= Tristram Woodhouse =

Australian field hockey player

Tristram Woodhouse (born 13 June 1974) is a former field hockey forward from Australia, who made his debut for the Men's National Team in 2003 in a Test series against the Netherlands. That was in the second match of the test series in Canberra. Woodhouse scored his maiden goal in Australia's 3–3 draw in Buderim against the Dutch. In 2003, he competed in the Champions Trophy, where the team won a silver medal.
He was also a member of the successful Kookaburra team when they won a gold medal at the Azlan Shah tournament in Malaysia in 2004.

He was the SmokeFree WA Thundersticks' top goal scorer in the 2002 Australian Hockey League (AHL).

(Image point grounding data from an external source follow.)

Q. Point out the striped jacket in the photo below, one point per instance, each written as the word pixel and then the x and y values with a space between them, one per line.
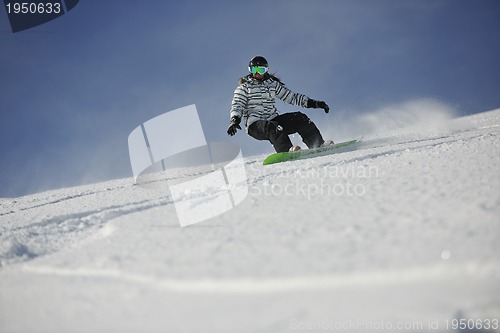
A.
pixel 255 100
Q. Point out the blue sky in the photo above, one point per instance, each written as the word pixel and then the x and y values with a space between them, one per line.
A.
pixel 73 89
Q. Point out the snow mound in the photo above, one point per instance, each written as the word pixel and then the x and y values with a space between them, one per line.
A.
pixel 400 234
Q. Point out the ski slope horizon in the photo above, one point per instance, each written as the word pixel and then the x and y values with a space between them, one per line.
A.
pixel 400 234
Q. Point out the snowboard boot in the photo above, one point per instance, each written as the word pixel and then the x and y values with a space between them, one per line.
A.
pixel 327 143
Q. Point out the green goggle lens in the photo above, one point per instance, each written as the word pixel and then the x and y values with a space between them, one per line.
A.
pixel 258 70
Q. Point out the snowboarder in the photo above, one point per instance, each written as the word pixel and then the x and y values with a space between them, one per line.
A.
pixel 254 99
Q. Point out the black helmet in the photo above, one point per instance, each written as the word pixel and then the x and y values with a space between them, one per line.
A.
pixel 258 61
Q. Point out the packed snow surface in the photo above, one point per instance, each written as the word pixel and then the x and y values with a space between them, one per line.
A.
pixel 400 234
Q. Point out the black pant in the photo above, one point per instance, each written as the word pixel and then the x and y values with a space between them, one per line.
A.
pixel 278 129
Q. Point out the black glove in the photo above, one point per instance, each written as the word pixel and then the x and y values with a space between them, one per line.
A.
pixel 233 125
pixel 313 104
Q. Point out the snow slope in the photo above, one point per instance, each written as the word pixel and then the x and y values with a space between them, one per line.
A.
pixel 400 234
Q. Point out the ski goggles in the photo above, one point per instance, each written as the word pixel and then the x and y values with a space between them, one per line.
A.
pixel 257 69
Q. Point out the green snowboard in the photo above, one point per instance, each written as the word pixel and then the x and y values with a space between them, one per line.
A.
pixel 307 153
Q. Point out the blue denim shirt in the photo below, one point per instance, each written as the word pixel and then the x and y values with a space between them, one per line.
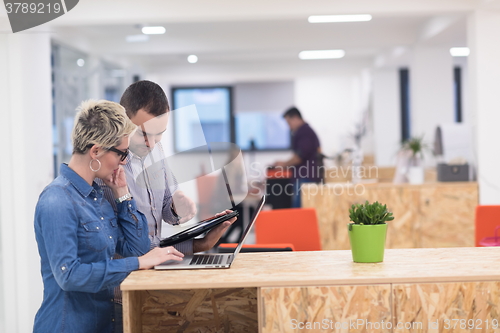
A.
pixel 78 233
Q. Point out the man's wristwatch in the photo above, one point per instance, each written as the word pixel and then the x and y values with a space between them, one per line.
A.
pixel 127 196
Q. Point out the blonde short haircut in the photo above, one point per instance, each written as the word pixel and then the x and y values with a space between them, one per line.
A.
pixel 102 123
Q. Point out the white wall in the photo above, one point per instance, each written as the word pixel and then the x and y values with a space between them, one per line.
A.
pixel 386 116
pixel 26 168
pixel 331 105
pixel 484 71
pixel 328 93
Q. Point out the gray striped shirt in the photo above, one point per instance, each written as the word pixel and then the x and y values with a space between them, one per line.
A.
pixel 151 184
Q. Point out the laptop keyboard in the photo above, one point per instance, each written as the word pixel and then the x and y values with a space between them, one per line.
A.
pixel 206 259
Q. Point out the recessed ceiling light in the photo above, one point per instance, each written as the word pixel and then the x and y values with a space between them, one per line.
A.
pixel 118 73
pixel 159 30
pixel 460 51
pixel 136 38
pixel 322 54
pixel 339 18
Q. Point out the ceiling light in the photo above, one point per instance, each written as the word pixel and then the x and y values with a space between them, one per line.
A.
pixel 192 59
pixel 136 38
pixel 339 18
pixel 118 73
pixel 460 51
pixel 321 54
pixel 153 30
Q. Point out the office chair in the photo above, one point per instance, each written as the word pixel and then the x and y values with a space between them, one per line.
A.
pixel 487 219
pixel 298 226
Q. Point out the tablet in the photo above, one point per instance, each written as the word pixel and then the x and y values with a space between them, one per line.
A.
pixel 197 230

He won 3 gold medals and three silver medals for his 6-year AHL career.

Tristram recently retired from first-grade hockey at UWA Hockey Club, playing 267 First Grade matches for The University of Western Australia Hockey Club and scored 302 goals in his career. He has recently been awarded Life membership at the University Hockey Club for his 14-year service to the club.

From 2007 to 2009, he coached at Wimbledon Hockey Club, London where he is the "Director of Hockey". He also worked at King's College School, where he is involved with the development of juniors.